Cela met indéniablement en vue qu’il y là un problème qui ne aurait rester en l’état sans initiatives ad hoc et qu’on ne saurait en rester aux annonces actuelles du ministère de l’Education nationale et de celui chargé de l’Enseignement et de la Formation professionnelle qui ont été mises en cause par l’ensemble des syndicats des lycées professionnels.

L’un des points les plus curieux en l’occurrence, c’est que l’on semble oublier qu’en 2018 le ministre de l’Education nationale précédent – Jean-Michel Blanquer – avait déjà annoncé une réforme d’importance des lycées professionnels. Fin mai 2018 , il l’avait promue urbi et orbi devant la presse rassemblée : « c’est l’un des jours les plus importants de mon mandat. Je l’ai toujours dit, ma deuxième priorité après le primaire, c’est la voie professionnelle » .

On a pourtant cru que c’était surtout la réforme du baccalauréat et du lycée général et technologique. Mais on s’est certainement trompé. Jean-Michel Blanquer n’avait pas lésiné sur les termes laudatifs : « le lycée professionnel, un grand atout pour notre pays », « un catalyseur de promotion », « un tremplin », « quelque chose qui ouvre vers une destinée choisie »

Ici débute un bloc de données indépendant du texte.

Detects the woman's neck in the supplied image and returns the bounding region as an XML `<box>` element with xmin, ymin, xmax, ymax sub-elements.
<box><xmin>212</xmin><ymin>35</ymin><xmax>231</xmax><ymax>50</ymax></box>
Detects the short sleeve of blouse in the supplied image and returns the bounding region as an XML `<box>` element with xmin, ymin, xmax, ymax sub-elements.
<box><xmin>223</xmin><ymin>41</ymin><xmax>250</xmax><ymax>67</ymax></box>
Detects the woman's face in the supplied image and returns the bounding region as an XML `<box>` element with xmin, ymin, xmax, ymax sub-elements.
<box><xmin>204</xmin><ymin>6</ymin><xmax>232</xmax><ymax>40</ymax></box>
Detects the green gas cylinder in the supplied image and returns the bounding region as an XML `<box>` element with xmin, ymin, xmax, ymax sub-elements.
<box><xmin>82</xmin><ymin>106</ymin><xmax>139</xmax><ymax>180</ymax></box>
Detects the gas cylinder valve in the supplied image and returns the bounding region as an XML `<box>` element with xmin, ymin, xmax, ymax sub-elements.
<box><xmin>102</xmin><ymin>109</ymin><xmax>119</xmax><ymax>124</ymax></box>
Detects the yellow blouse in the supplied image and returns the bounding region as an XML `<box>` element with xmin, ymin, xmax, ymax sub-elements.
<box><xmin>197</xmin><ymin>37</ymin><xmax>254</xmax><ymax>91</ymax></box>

Un quinquennat du président de la République Emmanuel Macron a passé. Et un quinquennat de Jean-Michel Blanquer au ministère plus tard, on en est à nouveau à évoquer une grande réforme des lycées professionnels, urgente et d’importance. Sans aucun bilan évidemment de la précédente si urgente et si décisive, elle aussi.

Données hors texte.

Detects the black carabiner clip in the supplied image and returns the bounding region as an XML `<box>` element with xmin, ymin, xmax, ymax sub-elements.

S’il est un thème historique que l’on ne devrait pas perdre de vue en la matière (même s’il est récurrent et qu’il n’a toujours pas trouvé de solution satisfaisante), c’est celui de la « revalorisation de la voie professionnelle »

Comme l’a dit l’historien Vincent Trojer, un très bon connaisseur de l’histoire de la voie professionnelle, à la fin de son interview dans « Le Monde «  du 18 octobre : « pour revaloriser le lycée professionnel il n’y a qu’une solution : il faut faire en sorte d’organiser des possibilités de trajectoires ascendantes via une formation professionnelle, jusqu’à arriver éventuellement à un master […]. Pour l’instant , il n’y a que 15 ou 20% des élèves des lycées professionnels qui obtiennent un BTS. C’est une formation qui donne l’impression aux familles d’enfermer leurs enfants dans un destin d’ouvrier ou d’employé ».